Аарон всегда боялся грозы. Еще среди лугов Ирландии. Не мог тогда надивиться замшелым, белобородым монахам, спокойно переворачивающим в, казалось бы, вот-вот готовых развалиться шалашах истлевшие листы, испещренные таинственными лямбдами, омегами и пси. И только раз в жизни разделил опасение многих набожных достойных людей, не является ли учитель Герберт колдуном: когда, неуклюже распростершись на деревянной лесенке причудливой башенки в Реймсе, впивался он испуганными глазами в бородатого архиепископа, спокойно сидящего под раскачиваемым порывами навесом на вершине башенки, припав глазом к длинной трубе, дерзко, даже святотатственно направленной в раздираемое ужасающими вспышками небо.
Но Аарон был уверен, что уж кто-кто, а Тимофей наверняка не боится грозы. Даже не знал, откуда эта вера в беззаботное спокойствие и силу приятеля. Но верил. И как же он удивился, когда увидел, что после грохота, который обрушился в рощу Трех источников, у Тимофея затряслись колени и залязгали зубы. Разочарование это даже обрадовало его. Оно делало приятеля более близким, давало возможность ощущать свою силу, утешая другого. Он обратил к посеревшему лицу взгляд, полный братской любви. Тимофей глухо ответил сквозь часто-часто стучащие зубы:
— Чего уж глупее, схлопотать в лоб от Михаила Архангела до того, как настанет день святого Лаврентия…
Михаил Архангел не сразил Тимофея, но напрасной была радость, с которой он приветствовал радугу, переброшенную невидимыми руками Марии от Яникула до тибуртинских тысячелетних кипарисов. Напрасно высматривал он святого Лаврентия, который должен был вернуться под игру цветных лампионов, стук выбиваемых днищ, вопли обреченных петухов, под танцевальную музыку цитр, флейт и плещущих ладоней. Прежде чем он вообще пришел, на площади перед храмом его имени явился некто другой. Явился под стук молотков, разбивающих на белые куски прекрасное нагое тело не то с грустным, не то по-неземному задумчивым прекрасным лицом. Явился под страшную музыку дико ржущих в предсмертной агонии коней, вытянутых из церковного нефа сильными руками с такими мощными мускулами, что казалось, они даже разрывают бледно-розовую кожу. Явился под рыдания женщин, крик детей и немую угрюмую настороженность мужчин.
Явился с мечом. Не со своим мечом. А с тем, о котором Христос говорил ученикам, выходя с вечери.

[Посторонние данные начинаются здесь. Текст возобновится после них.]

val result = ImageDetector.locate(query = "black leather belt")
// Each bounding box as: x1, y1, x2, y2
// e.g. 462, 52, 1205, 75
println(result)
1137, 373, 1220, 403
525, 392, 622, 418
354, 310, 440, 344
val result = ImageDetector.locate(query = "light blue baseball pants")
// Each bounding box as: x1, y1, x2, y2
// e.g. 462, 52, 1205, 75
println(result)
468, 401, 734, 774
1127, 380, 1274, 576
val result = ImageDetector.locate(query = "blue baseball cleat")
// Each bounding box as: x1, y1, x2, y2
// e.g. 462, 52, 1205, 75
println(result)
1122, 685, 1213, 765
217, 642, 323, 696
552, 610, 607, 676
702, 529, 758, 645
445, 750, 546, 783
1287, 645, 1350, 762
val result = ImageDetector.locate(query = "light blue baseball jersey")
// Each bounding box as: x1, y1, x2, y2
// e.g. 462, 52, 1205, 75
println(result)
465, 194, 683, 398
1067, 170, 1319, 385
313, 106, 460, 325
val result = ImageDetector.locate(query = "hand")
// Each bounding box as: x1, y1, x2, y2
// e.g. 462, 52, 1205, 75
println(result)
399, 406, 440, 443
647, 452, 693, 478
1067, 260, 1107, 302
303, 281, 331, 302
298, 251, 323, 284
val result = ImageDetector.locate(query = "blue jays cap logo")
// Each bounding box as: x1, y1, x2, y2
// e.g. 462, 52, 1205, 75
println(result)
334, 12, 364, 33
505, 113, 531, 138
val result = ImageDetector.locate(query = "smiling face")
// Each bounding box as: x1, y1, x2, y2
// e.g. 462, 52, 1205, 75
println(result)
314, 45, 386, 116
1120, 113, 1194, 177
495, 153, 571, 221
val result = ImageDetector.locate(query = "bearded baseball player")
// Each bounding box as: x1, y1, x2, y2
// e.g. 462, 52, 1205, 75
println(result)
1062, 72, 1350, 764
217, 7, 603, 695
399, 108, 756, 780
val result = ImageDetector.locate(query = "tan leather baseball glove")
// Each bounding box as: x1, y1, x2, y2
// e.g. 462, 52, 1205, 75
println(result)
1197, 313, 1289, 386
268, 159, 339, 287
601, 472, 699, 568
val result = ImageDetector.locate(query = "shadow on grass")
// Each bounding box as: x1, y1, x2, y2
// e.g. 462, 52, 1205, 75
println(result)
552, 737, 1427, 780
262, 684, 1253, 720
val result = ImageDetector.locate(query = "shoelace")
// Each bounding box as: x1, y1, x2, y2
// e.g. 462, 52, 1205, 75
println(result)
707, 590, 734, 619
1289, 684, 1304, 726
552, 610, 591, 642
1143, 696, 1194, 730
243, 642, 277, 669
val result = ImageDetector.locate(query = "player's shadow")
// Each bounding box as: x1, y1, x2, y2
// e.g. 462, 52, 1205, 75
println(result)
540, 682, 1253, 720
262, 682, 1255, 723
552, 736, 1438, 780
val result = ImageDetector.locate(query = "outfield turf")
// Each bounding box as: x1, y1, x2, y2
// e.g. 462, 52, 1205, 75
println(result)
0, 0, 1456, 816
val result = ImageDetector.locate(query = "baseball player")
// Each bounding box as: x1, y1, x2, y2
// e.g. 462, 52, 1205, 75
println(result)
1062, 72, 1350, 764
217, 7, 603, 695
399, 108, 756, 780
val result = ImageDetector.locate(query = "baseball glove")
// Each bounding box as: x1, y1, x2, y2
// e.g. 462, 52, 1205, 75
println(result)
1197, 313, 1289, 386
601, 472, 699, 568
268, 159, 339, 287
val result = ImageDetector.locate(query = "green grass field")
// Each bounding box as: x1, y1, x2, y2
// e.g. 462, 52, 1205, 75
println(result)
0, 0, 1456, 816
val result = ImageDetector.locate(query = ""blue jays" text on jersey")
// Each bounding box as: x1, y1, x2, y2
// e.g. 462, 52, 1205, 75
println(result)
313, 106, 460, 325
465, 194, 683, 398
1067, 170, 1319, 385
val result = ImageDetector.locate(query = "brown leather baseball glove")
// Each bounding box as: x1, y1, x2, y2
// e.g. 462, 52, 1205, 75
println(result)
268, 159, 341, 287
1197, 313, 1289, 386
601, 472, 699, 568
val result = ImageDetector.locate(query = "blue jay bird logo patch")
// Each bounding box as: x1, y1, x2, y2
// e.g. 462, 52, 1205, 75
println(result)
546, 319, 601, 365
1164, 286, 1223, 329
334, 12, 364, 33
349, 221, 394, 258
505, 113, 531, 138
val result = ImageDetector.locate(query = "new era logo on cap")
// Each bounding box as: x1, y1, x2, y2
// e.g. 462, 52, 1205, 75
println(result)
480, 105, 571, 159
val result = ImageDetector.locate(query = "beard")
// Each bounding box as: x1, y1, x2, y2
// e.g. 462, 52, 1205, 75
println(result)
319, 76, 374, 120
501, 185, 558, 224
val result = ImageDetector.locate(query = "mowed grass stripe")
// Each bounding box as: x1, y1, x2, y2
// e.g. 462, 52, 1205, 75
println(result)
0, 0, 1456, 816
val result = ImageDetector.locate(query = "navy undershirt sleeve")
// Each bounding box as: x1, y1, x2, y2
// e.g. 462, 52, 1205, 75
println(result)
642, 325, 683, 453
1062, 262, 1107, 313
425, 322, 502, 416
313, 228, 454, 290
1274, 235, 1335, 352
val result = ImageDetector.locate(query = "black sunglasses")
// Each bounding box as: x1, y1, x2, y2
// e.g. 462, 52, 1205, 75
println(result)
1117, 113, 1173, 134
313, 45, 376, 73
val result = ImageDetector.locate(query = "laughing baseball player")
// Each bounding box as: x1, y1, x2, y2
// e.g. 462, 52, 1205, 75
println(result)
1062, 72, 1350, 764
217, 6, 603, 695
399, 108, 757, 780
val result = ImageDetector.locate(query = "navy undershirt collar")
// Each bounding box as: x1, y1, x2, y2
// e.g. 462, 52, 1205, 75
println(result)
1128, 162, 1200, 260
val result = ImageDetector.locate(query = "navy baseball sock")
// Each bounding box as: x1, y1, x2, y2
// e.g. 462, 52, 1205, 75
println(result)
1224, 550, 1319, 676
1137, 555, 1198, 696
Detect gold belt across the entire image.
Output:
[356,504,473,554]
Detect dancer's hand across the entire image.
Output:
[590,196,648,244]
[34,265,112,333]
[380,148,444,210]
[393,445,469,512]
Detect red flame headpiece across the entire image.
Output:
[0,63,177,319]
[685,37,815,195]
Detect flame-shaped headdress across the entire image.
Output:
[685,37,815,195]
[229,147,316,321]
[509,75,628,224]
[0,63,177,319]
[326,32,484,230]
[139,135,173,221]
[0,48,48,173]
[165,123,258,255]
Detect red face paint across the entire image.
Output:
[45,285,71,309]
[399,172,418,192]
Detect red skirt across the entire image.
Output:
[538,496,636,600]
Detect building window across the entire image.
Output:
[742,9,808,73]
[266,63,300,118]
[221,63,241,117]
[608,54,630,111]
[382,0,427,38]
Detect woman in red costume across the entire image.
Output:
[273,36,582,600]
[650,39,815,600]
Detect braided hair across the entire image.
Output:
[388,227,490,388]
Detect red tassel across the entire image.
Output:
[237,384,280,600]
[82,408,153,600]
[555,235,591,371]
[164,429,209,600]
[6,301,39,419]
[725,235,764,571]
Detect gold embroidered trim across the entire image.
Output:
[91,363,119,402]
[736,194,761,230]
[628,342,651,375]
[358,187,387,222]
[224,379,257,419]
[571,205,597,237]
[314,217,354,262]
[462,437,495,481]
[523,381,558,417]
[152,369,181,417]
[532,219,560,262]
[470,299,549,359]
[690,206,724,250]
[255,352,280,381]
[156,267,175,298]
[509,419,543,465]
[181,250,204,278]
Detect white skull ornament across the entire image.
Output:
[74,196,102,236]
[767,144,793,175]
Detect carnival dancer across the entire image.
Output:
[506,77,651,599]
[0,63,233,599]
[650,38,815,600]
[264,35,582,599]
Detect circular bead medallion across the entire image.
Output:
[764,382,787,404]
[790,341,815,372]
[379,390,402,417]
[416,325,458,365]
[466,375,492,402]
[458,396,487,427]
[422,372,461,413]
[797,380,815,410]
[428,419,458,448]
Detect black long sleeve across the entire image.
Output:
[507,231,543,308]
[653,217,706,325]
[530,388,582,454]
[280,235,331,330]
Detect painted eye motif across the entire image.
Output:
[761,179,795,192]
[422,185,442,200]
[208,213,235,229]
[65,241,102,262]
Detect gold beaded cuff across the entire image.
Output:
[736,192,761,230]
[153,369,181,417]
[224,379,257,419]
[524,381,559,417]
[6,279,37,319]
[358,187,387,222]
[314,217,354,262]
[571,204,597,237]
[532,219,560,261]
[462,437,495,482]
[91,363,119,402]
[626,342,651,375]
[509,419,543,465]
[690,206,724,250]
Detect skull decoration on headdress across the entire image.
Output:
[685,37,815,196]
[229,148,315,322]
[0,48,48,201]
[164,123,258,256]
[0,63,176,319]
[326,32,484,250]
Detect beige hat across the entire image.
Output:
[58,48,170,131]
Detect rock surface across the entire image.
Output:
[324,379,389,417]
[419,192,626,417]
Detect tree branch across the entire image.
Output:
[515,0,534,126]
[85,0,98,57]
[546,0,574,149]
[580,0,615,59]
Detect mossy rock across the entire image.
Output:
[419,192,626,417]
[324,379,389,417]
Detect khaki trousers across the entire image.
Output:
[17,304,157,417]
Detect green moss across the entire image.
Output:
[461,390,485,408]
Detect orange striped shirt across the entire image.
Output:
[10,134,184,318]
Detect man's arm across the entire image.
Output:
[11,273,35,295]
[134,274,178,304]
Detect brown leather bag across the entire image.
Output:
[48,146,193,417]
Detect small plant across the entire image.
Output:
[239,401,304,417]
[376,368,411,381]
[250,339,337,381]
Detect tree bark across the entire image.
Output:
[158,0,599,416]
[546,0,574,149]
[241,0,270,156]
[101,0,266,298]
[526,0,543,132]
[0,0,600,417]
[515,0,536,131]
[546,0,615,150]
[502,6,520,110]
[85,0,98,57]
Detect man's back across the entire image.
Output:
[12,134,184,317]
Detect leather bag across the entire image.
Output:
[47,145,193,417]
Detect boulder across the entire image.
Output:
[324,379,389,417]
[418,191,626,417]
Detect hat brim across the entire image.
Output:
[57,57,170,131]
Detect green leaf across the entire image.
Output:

В храме святого Павла приор возносил благодарственные моления. По отцы и братья заглушали их не смолкающим долгие недели шепотом ужаса.
Тимофей, бледнее, чем когда-либо, пересказал Аарону, что творилось в то страшное утро. И то, что он рассказывал, тут же всплывало картиной. Картиной без красок. Только свет и тьма. Темные, недвижные огромные саксы держат перед собой, между столбами расставленных ног, светлые щиты. Между светлых недвижных глаз темной стрелой стекают от плоских шлемов до самого рта забрала. А перед безмолвной, пугающей шеренгой темная фигура на светлом коне источает страшную тьму неумолимых приговоров. И темным казалось не старое, но старчески искаженное от долголетних страданий, окаймленное буйством светлых кудрей лицо всадника.
У ног коня темным пятном стоит на коленях кардинал-диакон храма святого Лаврентия. В трясущихся руках он держит большую раскрытую книгу, где редкие ряды букв не приглушают ослепительной белизны страниц. Налитые темной кровью глаза беспомощно бегают по темным знакам.